The rationale for abandoning this sensible practice is the assumption that more is always better.
Residents recycle more material, studies have found when they don't have to think. The New West staff report also reported that there would be more "contamination" of materials collected if the city switched to single-stream collection. But it drew the questionable conclusion that higher quantity outweighs the lower quality of the materials.
In a last minute presentation to Council, New West resident (and coordinator of the North Shore recycling program) made the case for keeping the curbside sort, but his advice was ignored. This week papers across the region are chalking up a victory for dumbed-down recycling.
In the recession of 2008 when the bottom fell out of the recycling market, municipalities with single-stream recycling were hardest hit.

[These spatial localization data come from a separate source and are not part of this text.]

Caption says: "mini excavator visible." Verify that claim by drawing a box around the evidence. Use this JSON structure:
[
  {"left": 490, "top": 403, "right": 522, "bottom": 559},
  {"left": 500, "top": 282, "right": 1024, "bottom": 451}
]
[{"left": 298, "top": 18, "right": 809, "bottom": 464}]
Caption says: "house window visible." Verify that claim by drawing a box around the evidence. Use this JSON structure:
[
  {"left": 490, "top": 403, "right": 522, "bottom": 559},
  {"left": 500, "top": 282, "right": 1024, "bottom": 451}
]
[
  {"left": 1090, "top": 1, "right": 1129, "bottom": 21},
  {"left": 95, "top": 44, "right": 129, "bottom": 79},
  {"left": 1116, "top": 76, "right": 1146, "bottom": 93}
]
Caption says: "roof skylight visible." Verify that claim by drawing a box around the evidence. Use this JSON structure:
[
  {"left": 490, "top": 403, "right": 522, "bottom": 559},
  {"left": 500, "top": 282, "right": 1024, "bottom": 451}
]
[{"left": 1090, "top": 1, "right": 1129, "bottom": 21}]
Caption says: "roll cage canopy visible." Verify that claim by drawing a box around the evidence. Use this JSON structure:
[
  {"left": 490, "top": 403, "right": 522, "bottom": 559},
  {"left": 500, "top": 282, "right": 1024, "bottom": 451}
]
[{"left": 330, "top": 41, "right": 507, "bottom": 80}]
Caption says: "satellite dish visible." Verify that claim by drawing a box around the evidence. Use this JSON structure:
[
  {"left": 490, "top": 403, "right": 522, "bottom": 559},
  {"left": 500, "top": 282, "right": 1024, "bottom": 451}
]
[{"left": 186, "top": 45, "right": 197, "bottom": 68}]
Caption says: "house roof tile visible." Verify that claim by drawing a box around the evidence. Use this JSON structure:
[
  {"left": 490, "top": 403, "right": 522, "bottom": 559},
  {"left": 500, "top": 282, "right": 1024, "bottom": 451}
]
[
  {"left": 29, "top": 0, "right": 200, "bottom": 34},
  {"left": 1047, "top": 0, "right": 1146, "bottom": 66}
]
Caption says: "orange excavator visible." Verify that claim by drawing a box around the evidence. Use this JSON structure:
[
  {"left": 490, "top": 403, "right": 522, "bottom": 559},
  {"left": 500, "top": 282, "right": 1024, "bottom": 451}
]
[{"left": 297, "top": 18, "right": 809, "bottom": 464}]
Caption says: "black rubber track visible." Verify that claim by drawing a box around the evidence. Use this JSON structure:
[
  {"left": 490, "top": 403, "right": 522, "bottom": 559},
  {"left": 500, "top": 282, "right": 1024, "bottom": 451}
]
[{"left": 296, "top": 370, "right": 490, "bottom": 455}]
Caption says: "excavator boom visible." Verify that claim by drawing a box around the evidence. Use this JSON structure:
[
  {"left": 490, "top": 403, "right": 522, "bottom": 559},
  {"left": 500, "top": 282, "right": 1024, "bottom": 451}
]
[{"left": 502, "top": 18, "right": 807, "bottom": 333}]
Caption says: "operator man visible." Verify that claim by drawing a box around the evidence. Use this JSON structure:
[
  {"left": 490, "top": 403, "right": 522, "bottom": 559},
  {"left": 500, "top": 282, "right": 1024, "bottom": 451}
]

They were stuck with their huge piles of paper mixed with glass shards and messy yogurt cups, while cities that could offer clean streams of materials that had never been "contaminated" found ready buyers.
Canada's leading recycling magazine reported that single stream recycling is feeding markets in China, while starving our domestic recycling industry.
Wake up, New Westminster! Once a single-stream system is in place, it's a race to the bottom. The quality of the materials is set by the worst performing residents, and the efforts of those ov you who take the trouble to handle materials carefully are in vain. New West residents who want to do good recycling won't have any choice.